Later that week Frank and I went to file our taxes, and I decided that I was too lazy to put in my contacts and went to get my glasses. I am a creature of habit, and if things like my glasses or my keys aren't in the usual places I put them, chances are slim that I will find them in a reasonable amount of time. The proper resting place for my glasses is on the edge of the bed frame or on the bathroom counter. When checked in those two places and couldn't find them there, I immediately snapped an attitude and stomped around the house on what I knew would be at least a fifteen-minute search. After about ten minutes I was pushing my patience level and I asked Frank if he had seen my glasses, and of course, he said he hadn't. The dufus smirk on his face should have clued me in on trickery on his part, but all my one-track mind could think was, find the damn glasses. After another five minutes, I was peeved enough to leave the quest behind and relent to wearing my contact lenses. I went to the bathroom, got out the necessary supplies, and had the right lens teetering on the edge of my finger. When I looked into the mirror to insert that flimsy piece of plastic that would take me out of my misery, I was stunned to see that my stupid glasses were on my face! I had spent most of the time looking in both of our bathrooms for the suckers, and not once when I glanced in the mirrors did I realize that I was wearing the object of my search. Frank stood back with this retarded grin on his face and broke out into a good, gut-wrenching laugh. I'm glad he found some humor in the situation. Actually, it was quite funny, and after I got over being mad at myself for being so blind, I, too, spontaneously cracked up laughing. Of course, this was twenty minutes later when we were sitting at the desk with the tax preparer, and I had no apparent reason to be sent into a fit of the giggles.

The last, and perhaps worse thing I did happened that weekend when I was shopping with Mommy and Frank for maternity clothes. Well, actually, they were shopping for me, and I just stood there holding all the clothes they found, as I have little ability to shop for myself. Anyway, after I was sufficiently loaded down with clothes, Mom and I picked out a few outfits that I should try on before purchasing. She went into the dressing room with me, and when I tried one particular three-piece pantsuit we decided against buying it for some vague reason I can't remember.
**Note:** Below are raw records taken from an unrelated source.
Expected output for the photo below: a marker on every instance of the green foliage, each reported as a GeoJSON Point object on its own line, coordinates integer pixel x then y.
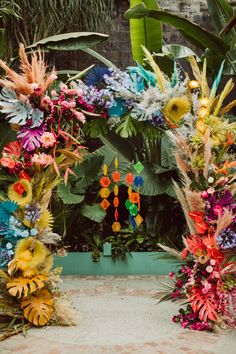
{"type": "Point", "coordinates": [95, 128]}
{"type": "Point", "coordinates": [204, 38]}
{"type": "Point", "coordinates": [66, 196]}
{"type": "Point", "coordinates": [217, 47]}
{"type": "Point", "coordinates": [128, 127]}
{"type": "Point", "coordinates": [70, 41]}
{"type": "Point", "coordinates": [86, 173]}
{"type": "Point", "coordinates": [93, 212]}
{"type": "Point", "coordinates": [56, 16]}
{"type": "Point", "coordinates": [145, 32]}
{"type": "Point", "coordinates": [6, 134]}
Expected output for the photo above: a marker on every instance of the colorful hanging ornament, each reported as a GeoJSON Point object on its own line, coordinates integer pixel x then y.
{"type": "Point", "coordinates": [133, 202]}
{"type": "Point", "coordinates": [116, 226]}
{"type": "Point", "coordinates": [105, 191]}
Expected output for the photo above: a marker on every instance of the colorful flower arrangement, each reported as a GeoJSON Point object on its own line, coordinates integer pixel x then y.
{"type": "Point", "coordinates": [204, 146]}
{"type": "Point", "coordinates": [46, 116]}
{"type": "Point", "coordinates": [145, 96]}
{"type": "Point", "coordinates": [203, 135]}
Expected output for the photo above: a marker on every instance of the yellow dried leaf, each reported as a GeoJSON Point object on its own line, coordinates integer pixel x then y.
{"type": "Point", "coordinates": [38, 309]}
{"type": "Point", "coordinates": [22, 287]}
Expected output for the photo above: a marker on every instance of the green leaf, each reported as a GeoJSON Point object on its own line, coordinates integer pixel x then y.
{"type": "Point", "coordinates": [93, 212]}
{"type": "Point", "coordinates": [221, 12]}
{"type": "Point", "coordinates": [167, 157]}
{"type": "Point", "coordinates": [86, 172]}
{"type": "Point", "coordinates": [2, 42]}
{"type": "Point", "coordinates": [145, 31]}
{"type": "Point", "coordinates": [66, 196]}
{"type": "Point", "coordinates": [70, 41]}
{"type": "Point", "coordinates": [202, 37]}
{"type": "Point", "coordinates": [98, 56]}
{"type": "Point", "coordinates": [6, 134]}
{"type": "Point", "coordinates": [128, 127]}
{"type": "Point", "coordinates": [95, 128]}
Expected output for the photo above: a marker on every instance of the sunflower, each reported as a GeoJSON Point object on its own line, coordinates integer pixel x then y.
{"type": "Point", "coordinates": [20, 192]}
{"type": "Point", "coordinates": [32, 257]}
{"type": "Point", "coordinates": [46, 220]}
{"type": "Point", "coordinates": [176, 108]}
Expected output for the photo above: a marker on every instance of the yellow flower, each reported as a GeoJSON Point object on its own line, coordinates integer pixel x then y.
{"type": "Point", "coordinates": [176, 108]}
{"type": "Point", "coordinates": [20, 192]}
{"type": "Point", "coordinates": [32, 257]}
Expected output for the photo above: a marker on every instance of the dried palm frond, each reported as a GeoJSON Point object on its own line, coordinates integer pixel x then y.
{"type": "Point", "coordinates": [195, 69]}
{"type": "Point", "coordinates": [171, 251]}
{"type": "Point", "coordinates": [194, 200]}
{"type": "Point", "coordinates": [228, 107]}
{"type": "Point", "coordinates": [223, 221]}
{"type": "Point", "coordinates": [204, 85]}
{"type": "Point", "coordinates": [226, 91]}
{"type": "Point", "coordinates": [185, 207]}
{"type": "Point", "coordinates": [207, 152]}
{"type": "Point", "coordinates": [32, 74]}
{"type": "Point", "coordinates": [64, 314]}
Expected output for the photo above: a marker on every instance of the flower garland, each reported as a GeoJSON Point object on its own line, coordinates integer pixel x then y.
{"type": "Point", "coordinates": [203, 136]}
{"type": "Point", "coordinates": [46, 117]}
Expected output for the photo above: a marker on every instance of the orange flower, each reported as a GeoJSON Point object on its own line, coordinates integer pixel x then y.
{"type": "Point", "coordinates": [134, 198]}
{"type": "Point", "coordinates": [105, 181]}
{"type": "Point", "coordinates": [18, 188]}
{"type": "Point", "coordinates": [8, 162]}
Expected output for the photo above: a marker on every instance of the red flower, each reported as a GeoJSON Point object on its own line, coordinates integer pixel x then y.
{"type": "Point", "coordinates": [18, 188]}
{"type": "Point", "coordinates": [24, 175]}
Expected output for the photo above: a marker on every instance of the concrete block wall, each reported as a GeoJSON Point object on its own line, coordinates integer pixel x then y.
{"type": "Point", "coordinates": [118, 48]}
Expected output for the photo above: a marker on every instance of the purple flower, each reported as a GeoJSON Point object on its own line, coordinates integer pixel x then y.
{"type": "Point", "coordinates": [30, 138]}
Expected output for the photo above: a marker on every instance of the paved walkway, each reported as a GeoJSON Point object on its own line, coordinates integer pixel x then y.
{"type": "Point", "coordinates": [119, 315]}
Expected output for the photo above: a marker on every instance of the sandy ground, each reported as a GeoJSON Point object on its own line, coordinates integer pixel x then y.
{"type": "Point", "coordinates": [119, 315]}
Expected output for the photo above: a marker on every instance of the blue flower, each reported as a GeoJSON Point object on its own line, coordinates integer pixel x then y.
{"type": "Point", "coordinates": [95, 76]}
{"type": "Point", "coordinates": [227, 239]}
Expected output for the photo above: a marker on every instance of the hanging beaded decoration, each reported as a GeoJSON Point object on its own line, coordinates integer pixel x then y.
{"type": "Point", "coordinates": [105, 191]}
{"type": "Point", "coordinates": [116, 226]}
{"type": "Point", "coordinates": [133, 201]}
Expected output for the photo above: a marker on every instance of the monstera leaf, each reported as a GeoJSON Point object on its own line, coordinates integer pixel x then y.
{"type": "Point", "coordinates": [204, 304]}
{"type": "Point", "coordinates": [38, 308]}
{"type": "Point", "coordinates": [17, 112]}
{"type": "Point", "coordinates": [22, 287]}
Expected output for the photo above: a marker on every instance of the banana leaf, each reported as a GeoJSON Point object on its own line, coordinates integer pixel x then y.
{"type": "Point", "coordinates": [70, 41]}
{"type": "Point", "coordinates": [221, 12]}
{"type": "Point", "coordinates": [203, 38]}
{"type": "Point", "coordinates": [145, 31]}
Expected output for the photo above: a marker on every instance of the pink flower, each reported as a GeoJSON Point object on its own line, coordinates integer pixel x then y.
{"type": "Point", "coordinates": [53, 77]}
{"type": "Point", "coordinates": [211, 190]}
{"type": "Point", "coordinates": [64, 87]}
{"type": "Point", "coordinates": [80, 116]}
{"type": "Point", "coordinates": [209, 269]}
{"type": "Point", "coordinates": [47, 160]}
{"type": "Point", "coordinates": [204, 194]}
{"type": "Point", "coordinates": [8, 162]}
{"type": "Point", "coordinates": [65, 104]}
{"type": "Point", "coordinates": [54, 93]}
{"type": "Point", "coordinates": [212, 262]}
{"type": "Point", "coordinates": [70, 92]}
{"type": "Point", "coordinates": [217, 210]}
{"type": "Point", "coordinates": [42, 159]}
{"type": "Point", "coordinates": [47, 139]}
{"type": "Point", "coordinates": [207, 286]}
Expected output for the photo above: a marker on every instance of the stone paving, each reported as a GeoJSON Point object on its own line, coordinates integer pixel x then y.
{"type": "Point", "coordinates": [119, 315]}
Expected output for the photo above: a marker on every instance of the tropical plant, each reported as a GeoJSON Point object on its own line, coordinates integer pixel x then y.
{"type": "Point", "coordinates": [57, 17]}
{"type": "Point", "coordinates": [145, 32]}
{"type": "Point", "coordinates": [217, 47]}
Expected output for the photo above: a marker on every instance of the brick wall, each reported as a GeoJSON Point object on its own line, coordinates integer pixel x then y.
{"type": "Point", "coordinates": [118, 48]}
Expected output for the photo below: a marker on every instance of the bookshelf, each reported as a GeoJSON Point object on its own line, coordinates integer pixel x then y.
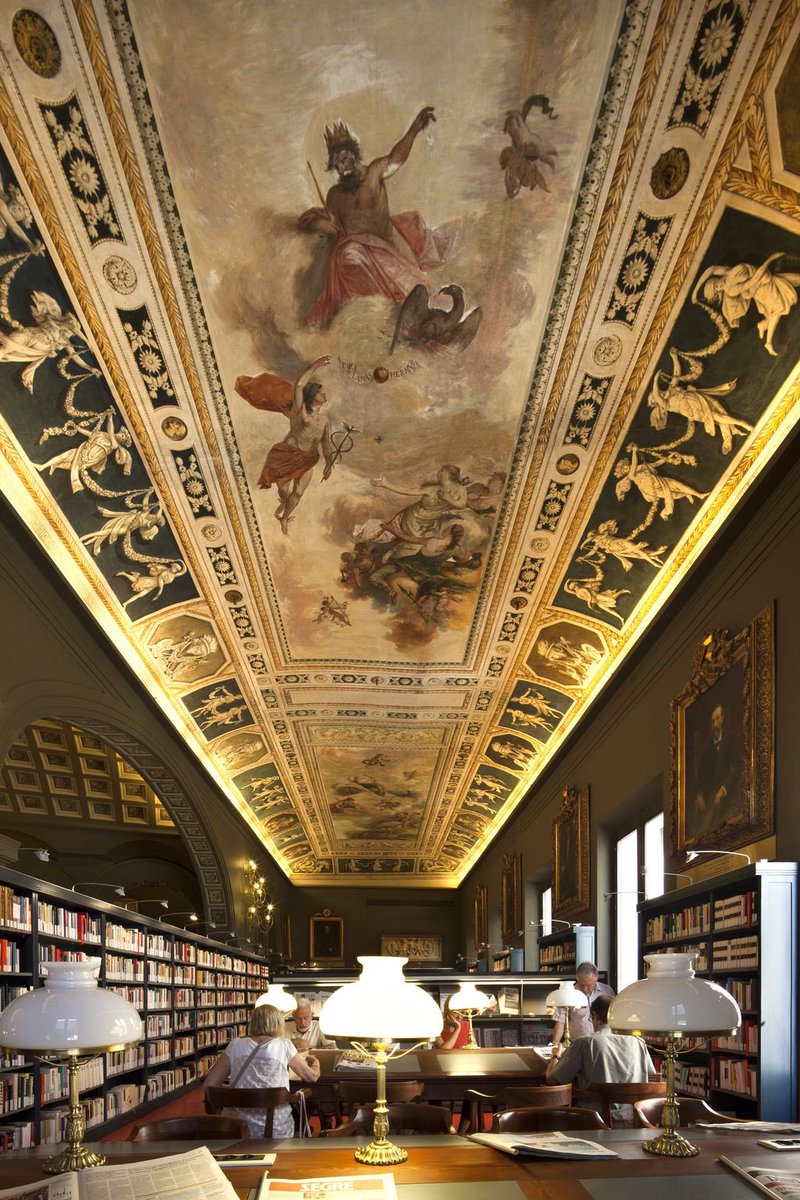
{"type": "Point", "coordinates": [193, 995]}
{"type": "Point", "coordinates": [518, 1019]}
{"type": "Point", "coordinates": [743, 927]}
{"type": "Point", "coordinates": [560, 953]}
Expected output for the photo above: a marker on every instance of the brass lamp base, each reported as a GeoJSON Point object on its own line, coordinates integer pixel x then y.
{"type": "Point", "coordinates": [380, 1153]}
{"type": "Point", "coordinates": [671, 1144]}
{"type": "Point", "coordinates": [73, 1158]}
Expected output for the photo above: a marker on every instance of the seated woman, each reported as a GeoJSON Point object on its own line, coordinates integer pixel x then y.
{"type": "Point", "coordinates": [455, 1033]}
{"type": "Point", "coordinates": [263, 1060]}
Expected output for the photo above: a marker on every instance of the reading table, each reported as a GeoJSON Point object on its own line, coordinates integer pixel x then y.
{"type": "Point", "coordinates": [441, 1168]}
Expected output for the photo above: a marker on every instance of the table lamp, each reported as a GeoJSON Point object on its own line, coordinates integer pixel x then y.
{"type": "Point", "coordinates": [566, 996]}
{"type": "Point", "coordinates": [379, 1008]}
{"type": "Point", "coordinates": [277, 997]}
{"type": "Point", "coordinates": [673, 1003]}
{"type": "Point", "coordinates": [67, 1023]}
{"type": "Point", "coordinates": [468, 1002]}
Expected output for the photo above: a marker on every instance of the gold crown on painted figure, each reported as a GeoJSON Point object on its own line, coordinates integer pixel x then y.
{"type": "Point", "coordinates": [338, 136]}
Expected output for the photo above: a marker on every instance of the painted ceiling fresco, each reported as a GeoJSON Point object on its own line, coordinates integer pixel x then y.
{"type": "Point", "coordinates": [374, 375]}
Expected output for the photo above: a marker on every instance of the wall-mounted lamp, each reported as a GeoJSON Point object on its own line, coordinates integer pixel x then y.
{"type": "Point", "coordinates": [691, 855]}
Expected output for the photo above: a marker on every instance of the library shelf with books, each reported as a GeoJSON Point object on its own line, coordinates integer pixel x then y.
{"type": "Point", "coordinates": [560, 953]}
{"type": "Point", "coordinates": [517, 1018]}
{"type": "Point", "coordinates": [744, 928]}
{"type": "Point", "coordinates": [193, 996]}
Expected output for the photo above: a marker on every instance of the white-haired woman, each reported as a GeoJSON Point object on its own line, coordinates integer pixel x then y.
{"type": "Point", "coordinates": [263, 1060]}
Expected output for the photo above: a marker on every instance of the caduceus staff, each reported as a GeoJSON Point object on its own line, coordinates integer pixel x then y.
{"type": "Point", "coordinates": [342, 442]}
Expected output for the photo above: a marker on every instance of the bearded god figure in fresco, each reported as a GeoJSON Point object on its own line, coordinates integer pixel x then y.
{"type": "Point", "coordinates": [374, 253]}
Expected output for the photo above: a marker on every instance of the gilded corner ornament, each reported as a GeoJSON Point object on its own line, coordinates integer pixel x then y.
{"type": "Point", "coordinates": [36, 43]}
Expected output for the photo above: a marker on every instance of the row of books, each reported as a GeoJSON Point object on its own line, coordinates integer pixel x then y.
{"type": "Point", "coordinates": [74, 927]}
{"type": "Point", "coordinates": [735, 953]}
{"type": "Point", "coordinates": [10, 957]}
{"type": "Point", "coordinates": [14, 910]}
{"type": "Point", "coordinates": [690, 921]}
{"type": "Point", "coordinates": [745, 1039]}
{"type": "Point", "coordinates": [16, 1092]}
{"type": "Point", "coordinates": [735, 911]}
{"type": "Point", "coordinates": [734, 1075]}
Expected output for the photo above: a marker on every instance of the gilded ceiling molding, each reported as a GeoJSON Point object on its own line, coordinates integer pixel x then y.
{"type": "Point", "coordinates": [669, 293]}
{"type": "Point", "coordinates": [758, 185]}
{"type": "Point", "coordinates": [120, 133]}
{"type": "Point", "coordinates": [625, 161]}
{"type": "Point", "coordinates": [34, 180]}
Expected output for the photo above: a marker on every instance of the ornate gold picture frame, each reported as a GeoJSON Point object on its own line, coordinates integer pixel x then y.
{"type": "Point", "coordinates": [417, 948]}
{"type": "Point", "coordinates": [511, 898]}
{"type": "Point", "coordinates": [326, 939]}
{"type": "Point", "coordinates": [481, 917]}
{"type": "Point", "coordinates": [571, 853]}
{"type": "Point", "coordinates": [722, 735]}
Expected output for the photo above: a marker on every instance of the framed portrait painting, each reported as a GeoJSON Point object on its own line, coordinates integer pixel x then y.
{"type": "Point", "coordinates": [511, 898]}
{"type": "Point", "coordinates": [722, 732]}
{"type": "Point", "coordinates": [326, 939]}
{"type": "Point", "coordinates": [571, 853]}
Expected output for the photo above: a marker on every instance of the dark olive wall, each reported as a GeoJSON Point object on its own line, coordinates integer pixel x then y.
{"type": "Point", "coordinates": [623, 754]}
{"type": "Point", "coordinates": [55, 664]}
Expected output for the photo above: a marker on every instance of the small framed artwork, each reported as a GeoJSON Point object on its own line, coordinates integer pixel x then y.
{"type": "Point", "coordinates": [417, 948]}
{"type": "Point", "coordinates": [480, 917]}
{"type": "Point", "coordinates": [571, 853]}
{"type": "Point", "coordinates": [722, 732]}
{"type": "Point", "coordinates": [511, 898]}
{"type": "Point", "coordinates": [326, 939]}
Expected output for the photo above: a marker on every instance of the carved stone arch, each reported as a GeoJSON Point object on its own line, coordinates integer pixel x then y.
{"type": "Point", "coordinates": [29, 702]}
{"type": "Point", "coordinates": [210, 869]}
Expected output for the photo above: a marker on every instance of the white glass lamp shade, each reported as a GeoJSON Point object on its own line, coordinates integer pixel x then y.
{"type": "Point", "coordinates": [277, 997]}
{"type": "Point", "coordinates": [672, 1000]}
{"type": "Point", "coordinates": [469, 999]}
{"type": "Point", "coordinates": [70, 1013]}
{"type": "Point", "coordinates": [382, 1006]}
{"type": "Point", "coordinates": [566, 995]}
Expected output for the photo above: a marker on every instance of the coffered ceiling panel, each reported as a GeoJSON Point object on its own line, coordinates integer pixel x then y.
{"type": "Point", "coordinates": [374, 373]}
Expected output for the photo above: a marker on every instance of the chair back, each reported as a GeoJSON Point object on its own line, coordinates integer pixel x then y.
{"type": "Point", "coordinates": [191, 1129]}
{"type": "Point", "coordinates": [649, 1114]}
{"type": "Point", "coordinates": [606, 1095]}
{"type": "Point", "coordinates": [411, 1117]}
{"type": "Point", "coordinates": [546, 1096]}
{"type": "Point", "coordinates": [350, 1095]}
{"type": "Point", "coordinates": [265, 1098]}
{"type": "Point", "coordinates": [546, 1120]}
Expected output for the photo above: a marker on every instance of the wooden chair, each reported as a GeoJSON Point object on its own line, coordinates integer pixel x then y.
{"type": "Point", "coordinates": [265, 1098]}
{"type": "Point", "coordinates": [402, 1119]}
{"type": "Point", "coordinates": [606, 1095]}
{"type": "Point", "coordinates": [546, 1096]}
{"type": "Point", "coordinates": [546, 1120]}
{"type": "Point", "coordinates": [191, 1129]}
{"type": "Point", "coordinates": [648, 1114]}
{"type": "Point", "coordinates": [349, 1096]}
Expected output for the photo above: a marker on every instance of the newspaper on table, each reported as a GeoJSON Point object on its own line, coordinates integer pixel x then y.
{"type": "Point", "coordinates": [343, 1187]}
{"type": "Point", "coordinates": [190, 1176]}
{"type": "Point", "coordinates": [543, 1145]}
{"type": "Point", "coordinates": [777, 1185]}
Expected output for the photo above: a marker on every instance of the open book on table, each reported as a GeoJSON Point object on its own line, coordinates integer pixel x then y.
{"type": "Point", "coordinates": [190, 1176]}
{"type": "Point", "coordinates": [543, 1145]}
{"type": "Point", "coordinates": [777, 1185]}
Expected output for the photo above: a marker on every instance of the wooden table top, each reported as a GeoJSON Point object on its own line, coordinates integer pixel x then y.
{"type": "Point", "coordinates": [453, 1161]}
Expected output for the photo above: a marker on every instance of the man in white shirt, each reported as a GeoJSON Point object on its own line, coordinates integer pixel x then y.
{"type": "Point", "coordinates": [304, 1031]}
{"type": "Point", "coordinates": [585, 981]}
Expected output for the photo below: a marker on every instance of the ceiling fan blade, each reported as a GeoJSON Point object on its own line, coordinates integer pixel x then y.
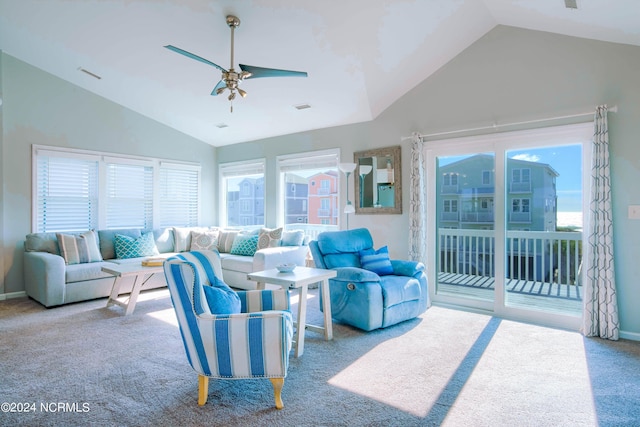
{"type": "Point", "coordinates": [221, 85]}
{"type": "Point", "coordinates": [257, 72]}
{"type": "Point", "coordinates": [196, 57]}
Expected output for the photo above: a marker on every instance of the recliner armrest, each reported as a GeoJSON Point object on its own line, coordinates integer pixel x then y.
{"type": "Point", "coordinates": [355, 274]}
{"type": "Point", "coordinates": [406, 268]}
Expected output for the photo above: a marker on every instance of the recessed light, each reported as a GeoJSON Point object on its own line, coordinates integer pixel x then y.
{"type": "Point", "coordinates": [570, 4]}
{"type": "Point", "coordinates": [94, 75]}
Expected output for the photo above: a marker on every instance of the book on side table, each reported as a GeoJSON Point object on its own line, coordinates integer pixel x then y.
{"type": "Point", "coordinates": [153, 261]}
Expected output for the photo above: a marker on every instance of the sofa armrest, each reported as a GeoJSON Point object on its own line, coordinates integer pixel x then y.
{"type": "Point", "coordinates": [355, 274]}
{"type": "Point", "coordinates": [267, 258]}
{"type": "Point", "coordinates": [406, 268]}
{"type": "Point", "coordinates": [44, 277]}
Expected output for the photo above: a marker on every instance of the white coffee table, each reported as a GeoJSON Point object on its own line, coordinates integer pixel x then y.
{"type": "Point", "coordinates": [300, 278]}
{"type": "Point", "coordinates": [141, 275]}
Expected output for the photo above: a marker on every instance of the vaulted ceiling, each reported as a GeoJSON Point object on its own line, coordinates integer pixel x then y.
{"type": "Point", "coordinates": [360, 55]}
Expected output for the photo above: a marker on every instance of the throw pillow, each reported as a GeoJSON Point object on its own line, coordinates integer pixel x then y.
{"type": "Point", "coordinates": [79, 249]}
{"type": "Point", "coordinates": [128, 247]}
{"type": "Point", "coordinates": [204, 240]}
{"type": "Point", "coordinates": [269, 238]}
{"type": "Point", "coordinates": [221, 299]}
{"type": "Point", "coordinates": [245, 245]}
{"type": "Point", "coordinates": [292, 238]}
{"type": "Point", "coordinates": [376, 261]}
{"type": "Point", "coordinates": [182, 237]}
{"type": "Point", "coordinates": [225, 240]}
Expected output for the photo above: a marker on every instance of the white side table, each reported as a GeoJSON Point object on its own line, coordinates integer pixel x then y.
{"type": "Point", "coordinates": [300, 278]}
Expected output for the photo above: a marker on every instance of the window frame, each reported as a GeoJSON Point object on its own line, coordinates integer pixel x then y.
{"type": "Point", "coordinates": [102, 160]}
{"type": "Point", "coordinates": [244, 168]}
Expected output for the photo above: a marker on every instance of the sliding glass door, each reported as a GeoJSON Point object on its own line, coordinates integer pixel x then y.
{"type": "Point", "coordinates": [506, 213]}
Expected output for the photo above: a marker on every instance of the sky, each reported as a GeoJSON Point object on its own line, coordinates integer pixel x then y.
{"type": "Point", "coordinates": [565, 159]}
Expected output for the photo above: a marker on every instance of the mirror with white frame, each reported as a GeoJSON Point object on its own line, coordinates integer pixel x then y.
{"type": "Point", "coordinates": [378, 187]}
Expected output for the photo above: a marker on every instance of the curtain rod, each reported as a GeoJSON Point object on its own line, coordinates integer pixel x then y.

I hung up the pants and the jacket, and immediately started fishing for the stack of clothes we brought in because I couldn't figure out what I did with the shirt. Mom asked me what I was doing, and I told her that I was looking for the shirt so I could hang it back up. She looked at me with this, "She can't be serious" expression and said, "Uh, you're still wearing it." I looked down, and sure enough, there was the shirt plastered to my oversized belly. As if to say, Geez, Mom, you're kind-of on the slow side today, I felt both babies roll around, probably laughing at me.

Suffering from DIPS is a mild annoyance that is aggravating for you, but truckloads of fun for everyone else. Other things have happened throughout the weeks, but I'm too dumb to remember them. Yup, I have definitely lost it all. Not that I had it all to begin with.